M. Jacques Myard. Je me félicite que le projet Galileo prenne enfin corps. Il y a une nécessité absolue d’indépendance française et européenne par rapport au GPS américain. J’aurai deux questions. La première est d’ordre pratique : combien de satellites sont à ce jour dans le ciel ? La deuxième est fondamentale : quelle sera précisément l’indépendance de Galileo par rapport au système américain ? Dans le passé, lorsque les Européens ont envisagé de mettre ce projet en œuvre, des notes verbales fortes ont été adressées à Bruxelles par les Américains très opposés au projet. Ils auraient alors exigé et obtenu un accès à la partie militaire cryptée. S’il n’est pas étonnant de voir quels sont les deux pays qui se sont portés candidats pour héberger le centre de sécurité, il faut avoir à l’esprit que les Britanniques ne sont pas vraiment indépendants des Etats-Unis et que le Royaume-Uni est parfois une banlieue américaine.
Enfin, je souligne que cet accord est un monstre juridique. Je n’ai jamais vu quelque chose comme l’article 21, lequel prévoit l’application du droit européen et à défaut du droit national, ce qui sera une source évidente de divergences d’interprétation.
Mme Estelle Grelier. Je souscris à la présentation qui été faite par la rapporteure. Sur le plan budgétaire, je veux souligner le fait que pour la première fois, dans le cadre du nouveau cadre financier pluriannuel, la dépense pour Galileo est budgétée sur une ligne dédiée alors que le projet était jusqu’à présent financé sur les reliquats d’autres programmes.

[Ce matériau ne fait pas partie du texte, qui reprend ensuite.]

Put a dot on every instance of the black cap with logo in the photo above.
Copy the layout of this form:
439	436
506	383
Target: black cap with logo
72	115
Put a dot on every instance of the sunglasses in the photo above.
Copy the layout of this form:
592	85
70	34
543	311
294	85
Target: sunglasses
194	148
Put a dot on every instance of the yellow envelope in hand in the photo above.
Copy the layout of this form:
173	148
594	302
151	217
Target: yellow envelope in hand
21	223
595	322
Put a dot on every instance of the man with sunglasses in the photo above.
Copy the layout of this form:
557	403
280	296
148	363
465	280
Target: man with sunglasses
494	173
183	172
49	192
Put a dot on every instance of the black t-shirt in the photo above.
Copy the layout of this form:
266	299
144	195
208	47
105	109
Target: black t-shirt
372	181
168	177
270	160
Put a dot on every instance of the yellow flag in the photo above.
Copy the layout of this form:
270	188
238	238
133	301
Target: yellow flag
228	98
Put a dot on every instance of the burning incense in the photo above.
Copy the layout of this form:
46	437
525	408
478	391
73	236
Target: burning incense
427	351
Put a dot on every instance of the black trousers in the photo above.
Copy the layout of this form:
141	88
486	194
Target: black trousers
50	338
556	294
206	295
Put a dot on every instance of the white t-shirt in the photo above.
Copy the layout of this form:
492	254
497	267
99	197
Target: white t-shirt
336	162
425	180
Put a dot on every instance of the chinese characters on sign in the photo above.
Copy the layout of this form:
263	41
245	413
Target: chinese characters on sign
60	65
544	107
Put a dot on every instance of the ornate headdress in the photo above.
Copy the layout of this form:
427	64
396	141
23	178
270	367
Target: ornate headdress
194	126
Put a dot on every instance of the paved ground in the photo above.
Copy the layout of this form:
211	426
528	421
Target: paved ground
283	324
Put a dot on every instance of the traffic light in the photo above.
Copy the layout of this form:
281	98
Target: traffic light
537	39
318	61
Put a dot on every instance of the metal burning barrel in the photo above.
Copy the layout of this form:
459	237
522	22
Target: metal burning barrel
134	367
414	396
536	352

Mme Pascale Boistard, rapporteure. Concernant l’état du projet Galileo, quatre satellites ont été lancés et à terme il y en aura trente. Plusieurs nouveaux satellites doivent être lancés en milieu d’année. Il faut y ajouter les stations au sol dont sept sont en Outre-mer (Guyane, Tahiti, Réunion, Wallis…).
Concernant la complémentarité avec les Américains, M. Myard a fait référence à l’accord de 2004. On peut regretter qu’il n’y ait pas d’indépendance totale mais avant il n’y en avait aucune. On peut se féliciter que le site principal de sécurité soit à Saint-Germain-en-Laye (le Royaume-Uni hébergeant le site secondaire) et se réjouir de ce qu’avec Galileo, en termes d’indépendance, l’Europe avance ; cet état d’esprit a d’ailleurs pu être constaté à nouveau dans les rapports de l’Europe avec les Etats-Unis s’agissant des données personnelles.
Suivant les conclusions de la rapporteure, la commission adopte sans modification le projet de loi (n° 1846).
TEXTE ADOPTÉ PAR LA COMMISSION
Article unique
(sans modification)
Est autorisée l’approbation de l’accord relatif à l’hébergement et au fonctionnement du centre de sécurité Galileo (ensemble une annexe), signé à Paris le 12 juin 2013 et dont le texte est annexé à la présente loi.
NB : Le texte de l’accord figure en annexe au projet de loi (n°1846).